The A grading scale (A for 'artificial' or 'aid') incorporates difficulty of placing protection, and the danger associated with falling. The original scale was a closed gradation scale from A0 to A6, modern aid climbers have adopted "new wave" grading which compresses the scale but still uses A0–A5.  A parallel scale of C0–C5 has been used to describe routes which can be climbed clean.  Clean in this context refers to routes that can be completed without a hammer and the associated pitons even if the route still uses previously installed expansion bolts.  
 
A0  Pulling on solid protection, often without the use of étriers.
A1  Easy aid, no risk of any piece of protection pulling out. Safe falls.

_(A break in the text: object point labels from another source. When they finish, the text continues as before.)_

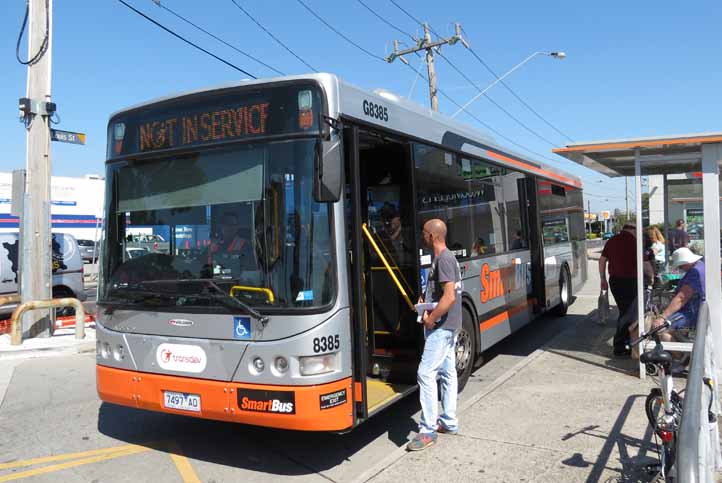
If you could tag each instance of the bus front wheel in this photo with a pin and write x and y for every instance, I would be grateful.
(465, 349)
(565, 292)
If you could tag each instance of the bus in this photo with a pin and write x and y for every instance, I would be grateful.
(292, 209)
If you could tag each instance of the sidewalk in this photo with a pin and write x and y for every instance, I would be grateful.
(570, 414)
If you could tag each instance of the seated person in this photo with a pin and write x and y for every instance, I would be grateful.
(479, 247)
(228, 248)
(683, 310)
(518, 242)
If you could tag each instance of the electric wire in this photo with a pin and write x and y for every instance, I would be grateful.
(178, 36)
(499, 106)
(518, 98)
(177, 15)
(278, 41)
(447, 97)
(476, 118)
(46, 39)
(496, 76)
(339, 33)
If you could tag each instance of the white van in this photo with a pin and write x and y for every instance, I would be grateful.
(67, 267)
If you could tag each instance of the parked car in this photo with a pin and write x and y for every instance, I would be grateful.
(151, 243)
(67, 268)
(88, 250)
(136, 252)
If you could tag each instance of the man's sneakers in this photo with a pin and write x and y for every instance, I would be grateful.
(440, 428)
(421, 441)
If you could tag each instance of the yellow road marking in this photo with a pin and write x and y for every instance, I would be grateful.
(68, 456)
(183, 465)
(133, 449)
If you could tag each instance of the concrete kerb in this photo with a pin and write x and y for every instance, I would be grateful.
(498, 382)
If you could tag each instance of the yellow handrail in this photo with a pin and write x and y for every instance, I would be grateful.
(244, 288)
(376, 248)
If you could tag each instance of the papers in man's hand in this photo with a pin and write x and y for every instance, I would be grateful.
(424, 307)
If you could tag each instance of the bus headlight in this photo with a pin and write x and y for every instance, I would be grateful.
(118, 353)
(315, 365)
(281, 364)
(258, 365)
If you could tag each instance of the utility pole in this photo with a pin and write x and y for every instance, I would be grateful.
(36, 109)
(429, 46)
(626, 196)
(589, 210)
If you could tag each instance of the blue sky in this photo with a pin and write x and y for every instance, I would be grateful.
(633, 68)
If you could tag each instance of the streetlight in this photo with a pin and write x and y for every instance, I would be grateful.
(556, 55)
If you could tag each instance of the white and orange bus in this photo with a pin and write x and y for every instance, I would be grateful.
(292, 208)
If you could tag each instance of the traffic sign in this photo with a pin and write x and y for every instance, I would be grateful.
(67, 136)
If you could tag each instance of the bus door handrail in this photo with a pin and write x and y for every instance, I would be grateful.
(390, 270)
(244, 288)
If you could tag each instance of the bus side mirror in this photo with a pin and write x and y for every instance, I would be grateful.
(327, 171)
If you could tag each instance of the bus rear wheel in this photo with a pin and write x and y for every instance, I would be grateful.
(465, 349)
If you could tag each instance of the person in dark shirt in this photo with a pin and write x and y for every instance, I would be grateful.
(678, 238)
(620, 254)
(683, 309)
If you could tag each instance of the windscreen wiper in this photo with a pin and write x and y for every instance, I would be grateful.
(221, 296)
(233, 302)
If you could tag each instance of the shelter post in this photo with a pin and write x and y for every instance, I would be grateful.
(639, 237)
(711, 157)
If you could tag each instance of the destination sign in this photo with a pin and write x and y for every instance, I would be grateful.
(202, 119)
(207, 126)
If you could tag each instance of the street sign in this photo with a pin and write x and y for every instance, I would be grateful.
(67, 136)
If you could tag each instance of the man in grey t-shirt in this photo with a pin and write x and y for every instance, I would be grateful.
(441, 324)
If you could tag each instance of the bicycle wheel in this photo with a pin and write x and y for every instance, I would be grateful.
(654, 405)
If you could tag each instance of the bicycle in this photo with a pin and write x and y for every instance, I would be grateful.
(663, 400)
(663, 404)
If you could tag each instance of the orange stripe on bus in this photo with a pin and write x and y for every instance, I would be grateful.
(543, 172)
(504, 316)
(639, 144)
(219, 399)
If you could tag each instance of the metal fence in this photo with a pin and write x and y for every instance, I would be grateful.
(698, 449)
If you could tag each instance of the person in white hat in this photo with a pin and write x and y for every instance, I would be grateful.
(683, 310)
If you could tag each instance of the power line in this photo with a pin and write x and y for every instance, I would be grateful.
(43, 46)
(339, 33)
(534, 111)
(450, 99)
(186, 40)
(473, 52)
(509, 114)
(157, 2)
(273, 36)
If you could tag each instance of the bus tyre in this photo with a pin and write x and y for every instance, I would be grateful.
(59, 293)
(465, 349)
(565, 292)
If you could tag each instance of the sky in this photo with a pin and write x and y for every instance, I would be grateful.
(632, 69)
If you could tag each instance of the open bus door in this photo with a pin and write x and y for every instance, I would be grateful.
(384, 275)
(528, 191)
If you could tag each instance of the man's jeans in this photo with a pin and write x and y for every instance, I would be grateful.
(439, 358)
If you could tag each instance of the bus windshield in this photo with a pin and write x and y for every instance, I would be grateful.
(241, 216)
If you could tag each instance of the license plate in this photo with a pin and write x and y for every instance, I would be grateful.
(182, 401)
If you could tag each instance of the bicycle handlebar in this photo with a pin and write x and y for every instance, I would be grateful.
(652, 332)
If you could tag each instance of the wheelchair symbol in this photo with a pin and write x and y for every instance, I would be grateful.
(242, 327)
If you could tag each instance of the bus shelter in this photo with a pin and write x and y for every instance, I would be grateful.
(667, 155)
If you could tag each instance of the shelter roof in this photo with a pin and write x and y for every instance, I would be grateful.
(657, 155)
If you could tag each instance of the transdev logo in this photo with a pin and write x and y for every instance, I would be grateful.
(181, 358)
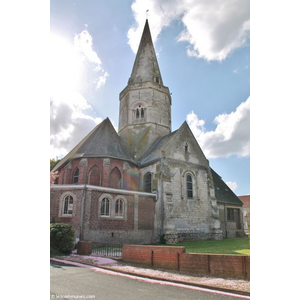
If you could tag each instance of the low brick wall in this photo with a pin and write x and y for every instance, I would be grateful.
(157, 256)
(84, 248)
(226, 266)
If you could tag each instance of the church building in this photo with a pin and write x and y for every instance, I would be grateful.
(144, 183)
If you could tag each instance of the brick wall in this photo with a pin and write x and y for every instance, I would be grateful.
(158, 256)
(231, 266)
(146, 211)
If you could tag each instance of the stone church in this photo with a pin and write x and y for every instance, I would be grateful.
(145, 182)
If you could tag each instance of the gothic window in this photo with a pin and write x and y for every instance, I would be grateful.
(67, 208)
(105, 207)
(119, 208)
(94, 176)
(76, 176)
(147, 183)
(189, 186)
(186, 148)
(233, 214)
(115, 178)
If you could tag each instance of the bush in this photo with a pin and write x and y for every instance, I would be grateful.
(61, 239)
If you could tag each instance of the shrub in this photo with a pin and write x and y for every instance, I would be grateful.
(61, 239)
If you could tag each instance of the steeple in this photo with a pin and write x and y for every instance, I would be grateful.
(146, 67)
(145, 103)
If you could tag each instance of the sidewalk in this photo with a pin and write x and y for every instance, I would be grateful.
(237, 286)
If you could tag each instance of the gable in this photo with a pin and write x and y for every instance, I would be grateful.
(179, 145)
(102, 141)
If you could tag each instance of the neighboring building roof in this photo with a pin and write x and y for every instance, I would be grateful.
(102, 141)
(223, 192)
(246, 200)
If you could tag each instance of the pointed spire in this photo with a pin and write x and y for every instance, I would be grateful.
(146, 67)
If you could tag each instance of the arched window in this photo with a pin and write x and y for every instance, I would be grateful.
(105, 207)
(76, 176)
(115, 178)
(189, 186)
(67, 208)
(94, 176)
(147, 183)
(186, 148)
(119, 208)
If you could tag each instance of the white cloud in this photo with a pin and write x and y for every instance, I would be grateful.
(233, 185)
(74, 67)
(69, 123)
(231, 136)
(213, 29)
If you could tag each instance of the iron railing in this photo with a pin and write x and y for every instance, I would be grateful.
(108, 250)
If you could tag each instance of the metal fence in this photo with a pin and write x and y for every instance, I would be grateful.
(108, 250)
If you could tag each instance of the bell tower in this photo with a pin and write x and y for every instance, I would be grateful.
(145, 103)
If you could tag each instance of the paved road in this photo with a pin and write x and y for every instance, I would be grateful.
(72, 282)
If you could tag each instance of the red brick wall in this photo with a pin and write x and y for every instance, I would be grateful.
(146, 213)
(55, 207)
(130, 180)
(234, 266)
(158, 256)
(110, 224)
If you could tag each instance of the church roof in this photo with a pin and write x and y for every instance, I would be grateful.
(102, 141)
(145, 66)
(154, 152)
(223, 192)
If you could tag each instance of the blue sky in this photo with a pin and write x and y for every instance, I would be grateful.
(203, 50)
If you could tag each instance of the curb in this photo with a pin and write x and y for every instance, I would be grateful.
(238, 292)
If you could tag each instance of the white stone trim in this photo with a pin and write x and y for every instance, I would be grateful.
(100, 188)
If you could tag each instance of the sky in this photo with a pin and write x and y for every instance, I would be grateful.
(203, 51)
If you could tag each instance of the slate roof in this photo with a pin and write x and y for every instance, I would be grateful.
(223, 192)
(246, 200)
(102, 141)
(154, 152)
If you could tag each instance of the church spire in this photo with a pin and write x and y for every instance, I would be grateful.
(146, 67)
(145, 103)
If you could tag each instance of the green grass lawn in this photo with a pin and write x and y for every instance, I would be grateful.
(227, 246)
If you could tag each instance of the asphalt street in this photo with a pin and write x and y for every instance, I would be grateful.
(72, 282)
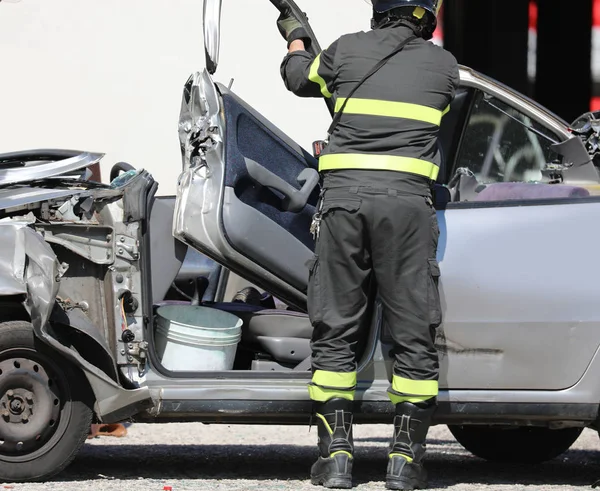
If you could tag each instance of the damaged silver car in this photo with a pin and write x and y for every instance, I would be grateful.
(101, 323)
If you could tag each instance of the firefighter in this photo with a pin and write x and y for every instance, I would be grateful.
(376, 224)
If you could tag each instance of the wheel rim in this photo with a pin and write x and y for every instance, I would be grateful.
(34, 405)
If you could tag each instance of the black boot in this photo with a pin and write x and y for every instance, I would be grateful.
(405, 468)
(334, 467)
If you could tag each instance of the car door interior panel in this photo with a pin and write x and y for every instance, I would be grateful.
(271, 192)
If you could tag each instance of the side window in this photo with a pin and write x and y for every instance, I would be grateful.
(501, 144)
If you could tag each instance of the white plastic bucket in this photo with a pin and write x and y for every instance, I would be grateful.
(192, 338)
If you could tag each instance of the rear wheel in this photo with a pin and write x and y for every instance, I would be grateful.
(525, 445)
(45, 413)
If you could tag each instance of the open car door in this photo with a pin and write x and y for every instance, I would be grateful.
(512, 319)
(247, 193)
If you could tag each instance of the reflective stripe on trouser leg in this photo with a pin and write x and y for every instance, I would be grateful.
(407, 390)
(330, 385)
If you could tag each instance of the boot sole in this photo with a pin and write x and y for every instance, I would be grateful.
(404, 484)
(339, 482)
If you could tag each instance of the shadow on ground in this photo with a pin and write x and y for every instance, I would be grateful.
(446, 466)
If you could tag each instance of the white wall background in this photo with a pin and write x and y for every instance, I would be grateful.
(106, 75)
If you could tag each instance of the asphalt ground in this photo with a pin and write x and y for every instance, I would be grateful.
(229, 457)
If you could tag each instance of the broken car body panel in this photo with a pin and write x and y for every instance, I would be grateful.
(30, 268)
(33, 165)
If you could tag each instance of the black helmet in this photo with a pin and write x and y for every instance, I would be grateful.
(420, 14)
(431, 6)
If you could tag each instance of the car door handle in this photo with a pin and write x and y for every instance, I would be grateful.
(294, 199)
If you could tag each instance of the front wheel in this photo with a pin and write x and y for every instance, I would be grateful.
(522, 445)
(45, 413)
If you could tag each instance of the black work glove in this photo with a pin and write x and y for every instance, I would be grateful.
(291, 29)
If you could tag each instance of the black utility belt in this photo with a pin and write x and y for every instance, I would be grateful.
(319, 147)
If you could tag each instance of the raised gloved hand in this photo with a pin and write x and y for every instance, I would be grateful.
(291, 29)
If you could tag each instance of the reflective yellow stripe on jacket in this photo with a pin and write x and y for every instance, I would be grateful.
(378, 162)
(374, 107)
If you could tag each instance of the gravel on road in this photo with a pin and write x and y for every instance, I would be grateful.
(193, 456)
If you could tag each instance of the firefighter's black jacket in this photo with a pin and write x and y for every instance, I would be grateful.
(392, 121)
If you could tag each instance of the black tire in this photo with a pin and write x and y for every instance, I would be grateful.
(54, 400)
(520, 445)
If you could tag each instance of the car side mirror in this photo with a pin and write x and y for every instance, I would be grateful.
(212, 33)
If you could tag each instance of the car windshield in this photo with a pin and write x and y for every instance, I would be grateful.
(502, 144)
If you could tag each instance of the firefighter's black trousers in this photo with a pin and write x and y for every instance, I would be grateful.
(384, 238)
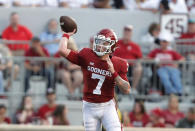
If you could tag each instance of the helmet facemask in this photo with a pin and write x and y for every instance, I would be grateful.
(102, 45)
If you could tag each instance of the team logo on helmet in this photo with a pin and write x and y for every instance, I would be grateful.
(104, 42)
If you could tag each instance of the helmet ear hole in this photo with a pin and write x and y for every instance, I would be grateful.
(105, 35)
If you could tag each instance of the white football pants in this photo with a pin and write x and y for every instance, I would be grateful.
(97, 114)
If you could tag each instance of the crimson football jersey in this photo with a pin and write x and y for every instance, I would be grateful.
(98, 81)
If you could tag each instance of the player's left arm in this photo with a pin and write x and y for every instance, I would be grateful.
(123, 85)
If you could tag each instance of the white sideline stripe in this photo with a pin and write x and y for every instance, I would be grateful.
(75, 128)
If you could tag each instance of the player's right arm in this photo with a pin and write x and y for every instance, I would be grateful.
(72, 56)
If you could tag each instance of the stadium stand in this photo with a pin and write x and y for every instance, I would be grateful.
(90, 20)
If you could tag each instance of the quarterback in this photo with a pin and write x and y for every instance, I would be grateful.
(101, 72)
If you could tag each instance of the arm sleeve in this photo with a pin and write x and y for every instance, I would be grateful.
(139, 52)
(4, 34)
(177, 56)
(28, 33)
(124, 70)
(152, 54)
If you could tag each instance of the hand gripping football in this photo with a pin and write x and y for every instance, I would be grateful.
(68, 24)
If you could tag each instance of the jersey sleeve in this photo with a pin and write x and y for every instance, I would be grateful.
(152, 54)
(176, 55)
(124, 69)
(138, 52)
(76, 57)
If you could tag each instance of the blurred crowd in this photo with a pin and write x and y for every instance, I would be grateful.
(164, 6)
(154, 46)
(49, 113)
(20, 41)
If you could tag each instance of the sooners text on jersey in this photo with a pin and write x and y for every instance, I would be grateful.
(98, 81)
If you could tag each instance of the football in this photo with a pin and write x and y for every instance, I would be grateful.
(67, 24)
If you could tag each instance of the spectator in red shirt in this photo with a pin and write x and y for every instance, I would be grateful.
(187, 50)
(37, 67)
(59, 116)
(138, 117)
(172, 113)
(3, 118)
(169, 74)
(45, 111)
(156, 118)
(15, 31)
(25, 114)
(130, 51)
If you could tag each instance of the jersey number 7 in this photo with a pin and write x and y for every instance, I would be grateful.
(101, 78)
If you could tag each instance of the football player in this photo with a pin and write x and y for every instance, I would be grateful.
(101, 72)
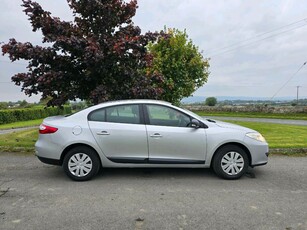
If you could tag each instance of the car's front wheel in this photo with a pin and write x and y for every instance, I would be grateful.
(81, 163)
(230, 162)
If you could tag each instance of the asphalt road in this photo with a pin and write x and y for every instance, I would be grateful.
(38, 196)
(264, 120)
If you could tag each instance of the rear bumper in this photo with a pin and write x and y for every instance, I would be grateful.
(49, 161)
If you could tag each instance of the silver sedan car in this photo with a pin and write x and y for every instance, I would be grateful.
(146, 133)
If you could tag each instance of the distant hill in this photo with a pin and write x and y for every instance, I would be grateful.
(197, 99)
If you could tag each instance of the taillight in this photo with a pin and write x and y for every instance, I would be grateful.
(45, 129)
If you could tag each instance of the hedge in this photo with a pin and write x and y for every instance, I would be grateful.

A2  Moderate aid. Short sections of tenuous placements above good protection.
A2+ May include easier A3 moves but is not hard enough to be rated as such.
A3  Hard aid. Involves many tenuous placements in a row. 
A3+ May include easier A4 moves but is not hard enough to be rated as such.
A4  Runout, complex and time-consuming. Many body weight placements.
A4+ May include easier A5 moves but is not hard enough to be rated as such.
A5  Serious, hard aid with huge falls and possibly lethal results.
A6 psycho aid, all placements body weight only including the belay anchor.

Literature
Long, John and John Middendorf, Big Walls, Chockstone Press, Evergreen, Colorado, 1994. 
McNamara, Chris, "How to Big Wall Climb", Supertopo, South Lake Tahoe, California, 2013.